Society’s Warning Signs
Las Vegas doesn’t get a lot of rain – about four inches per year – but when it does rain here, it sometimes comes down in torrents. Homeless people have been known to sleep in the city’s drainage areas and have been been washed away and drowned during heavy rains. My ex-wife was involved in coordinating local search teams to find the bodies.
I’ve seen signs posted near these drainage areas, warning of the dangers. But some people either don’t read them or ignore them, and they occasionally lose their lives because of it.
Most days the dangers seem nonexistent – it’s mostly sun, sun, and more sun here. But it only takes one flooding incident to end a life. You can be right 10,000 times, but it’s that one time you’re surprised that makes the math turn against you.
You can, however, avoid this risk entirely – mainly by learning from the experiences of others. You can become aware that flooding does occur in these drainage areas, and people have been surprised and died from that flooding. And you can choose to avoid making that same type of mistake.
This requires some trust – trusting history, trusting science, trusting math, trusting government, or trusting other people. If you find a reason not to trust, you can more easily dismiss the warning signs. Then you can justify taking more risk, which could lead to an early death if you’re wrong just once.
Many warning signs were created because someone got hurt or killed, and the creation of a warning was a reaction to that event. Often it takes multiple similar events to finally lead to a warning sign.
Cigarette boxes have prominent warning labels because many people have died from smoking. You can ignore or downplay those warnings. You can label them a conspiracy. But you only have to be wrong once to end up the fool.
Notice that in some areas of life, reality does put up warning labels. It cautions you about various problems and risks.
Wear a seatbelt.
Don’t use a phone while driving.
Don’t smoke.
Don’t spend more than you earn.
Don’t drink wine laced with iocane powder (unless you’ve developed an immunity).
Perhaps the latest warning from society is: Wear a mask. Why do we have this rule now? Because people have died from doing the opposite.

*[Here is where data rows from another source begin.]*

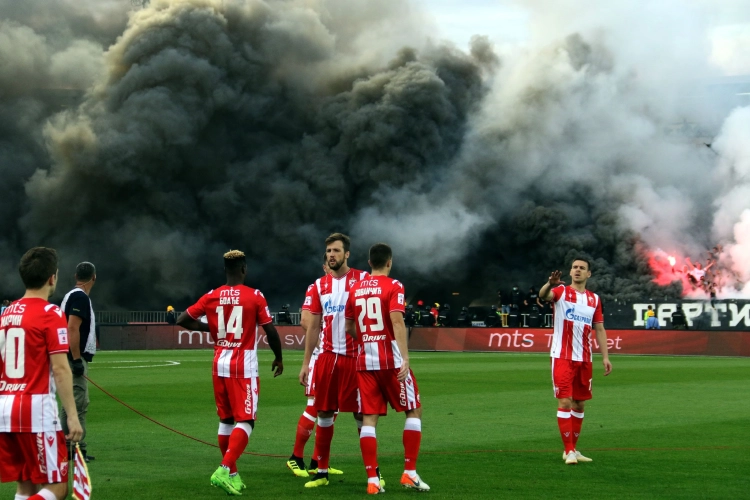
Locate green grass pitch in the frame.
[0,350,750,500]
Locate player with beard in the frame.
[177,250,284,495]
[345,243,430,495]
[0,247,83,500]
[299,233,368,488]
[286,254,343,477]
[539,257,612,465]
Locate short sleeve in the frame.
[552,285,565,302]
[307,282,323,316]
[344,288,356,319]
[185,290,213,320]
[255,290,273,326]
[388,281,405,313]
[44,304,70,354]
[65,292,91,320]
[591,296,604,324]
[302,283,315,311]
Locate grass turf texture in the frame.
[0,350,750,500]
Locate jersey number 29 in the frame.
[216,306,242,340]
[354,297,383,333]
[0,328,26,378]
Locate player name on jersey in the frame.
[0,299,68,432]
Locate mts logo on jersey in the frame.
[323,300,346,314]
[216,338,242,349]
[219,289,240,306]
[565,306,594,325]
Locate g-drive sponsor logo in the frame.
[565,306,594,325]
[362,333,385,342]
[0,380,26,392]
[323,300,345,314]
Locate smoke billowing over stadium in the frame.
[0,0,750,308]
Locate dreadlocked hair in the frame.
[224,250,245,274]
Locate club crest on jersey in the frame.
[323,300,346,314]
[565,306,593,325]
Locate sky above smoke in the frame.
[0,0,750,309]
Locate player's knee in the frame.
[557,398,573,410]
[235,420,255,437]
[318,414,333,427]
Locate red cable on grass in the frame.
[84,375,286,458]
[84,375,747,458]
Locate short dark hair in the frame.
[76,262,96,282]
[224,250,246,276]
[326,233,352,252]
[370,243,393,269]
[570,255,591,271]
[18,247,57,290]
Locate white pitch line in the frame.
[92,361,180,370]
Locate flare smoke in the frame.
[0,0,750,308]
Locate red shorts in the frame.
[552,358,594,401]
[312,351,359,413]
[0,431,68,484]
[214,374,260,422]
[305,354,319,398]
[357,368,422,415]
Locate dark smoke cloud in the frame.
[0,0,748,309]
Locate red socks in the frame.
[221,422,253,474]
[403,418,422,471]
[219,423,237,474]
[293,406,318,458]
[570,410,583,449]
[557,408,575,455]
[313,417,333,472]
[359,425,378,479]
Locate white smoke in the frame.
[0,0,750,304]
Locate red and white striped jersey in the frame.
[346,276,404,371]
[187,285,273,378]
[302,283,323,359]
[550,285,604,362]
[0,299,69,432]
[307,269,370,356]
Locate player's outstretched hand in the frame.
[65,413,83,443]
[396,359,409,382]
[549,270,562,286]
[71,359,86,377]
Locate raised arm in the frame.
[176,311,209,332]
[539,271,562,301]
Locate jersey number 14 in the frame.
[216,306,242,340]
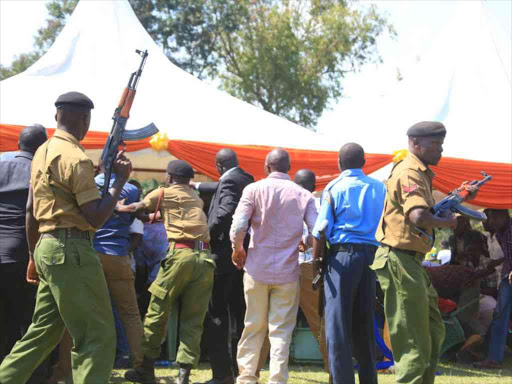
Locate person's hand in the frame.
[488,257,505,268]
[459,181,479,200]
[439,210,457,228]
[27,257,39,285]
[115,199,136,213]
[231,247,247,269]
[113,151,132,181]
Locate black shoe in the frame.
[176,364,192,384]
[124,356,156,384]
[197,376,235,384]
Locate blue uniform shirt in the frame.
[93,173,139,256]
[313,169,386,245]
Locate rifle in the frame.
[101,49,158,196]
[416,171,492,246]
[311,220,329,317]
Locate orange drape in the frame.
[0,124,512,209]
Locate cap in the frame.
[407,121,446,137]
[55,92,94,109]
[167,160,194,179]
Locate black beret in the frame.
[55,92,94,109]
[407,121,446,137]
[167,160,194,179]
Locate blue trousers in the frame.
[488,276,512,362]
[324,244,377,384]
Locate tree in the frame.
[2,0,394,128]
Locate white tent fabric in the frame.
[0,0,339,169]
[318,1,512,163]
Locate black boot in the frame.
[176,364,192,384]
[124,356,156,384]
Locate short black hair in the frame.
[338,143,364,169]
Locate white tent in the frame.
[0,0,339,169]
[0,0,512,208]
[319,1,512,164]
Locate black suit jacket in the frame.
[199,168,254,273]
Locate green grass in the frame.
[110,358,512,384]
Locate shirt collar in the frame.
[53,129,85,152]
[406,152,435,178]
[14,151,34,160]
[267,172,291,180]
[339,168,366,177]
[219,167,238,180]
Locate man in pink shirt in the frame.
[230,149,317,384]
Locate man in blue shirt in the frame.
[93,163,143,368]
[313,143,386,384]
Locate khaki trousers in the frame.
[237,273,299,384]
[256,263,329,377]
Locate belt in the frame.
[169,240,210,251]
[41,228,91,240]
[389,247,421,257]
[329,243,377,253]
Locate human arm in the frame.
[79,151,132,228]
[190,181,219,193]
[25,185,41,285]
[229,188,255,269]
[409,207,457,228]
[396,169,457,228]
[208,177,241,239]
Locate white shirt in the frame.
[437,249,452,265]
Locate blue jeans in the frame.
[488,276,512,362]
[324,244,377,384]
[112,303,130,359]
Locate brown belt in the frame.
[41,228,91,240]
[389,247,420,256]
[169,240,210,251]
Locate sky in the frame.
[0,0,512,131]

You can frame society’s warnings as restrictions on your freedom, conspiracies, or attempts to control you. Or you can recognize where these warnings actually came from. Some people figured they could be right indefinitely, and they were mostly accurate… except for that one time they were wrong and then dead.
Society doesn’t typically jump into creating warnings for rare or exotic failures. It’s more likely that unusual circumstances will be dismissed as bad luck or random flukes. But repeated failures that align with patterns will eventually get some attention, which may lead to a warning, rule, or law being created.
When you have a very low probability of failure, but it’s for an action you’ll take many times over, the long-term risk of eventually experiencing a single failure (possibly a fatal one) could be significant. So do consider leaning on the wisdom of large numbers, which are often codified in society’s warnings. They may help you steer clear of foolish mistakes.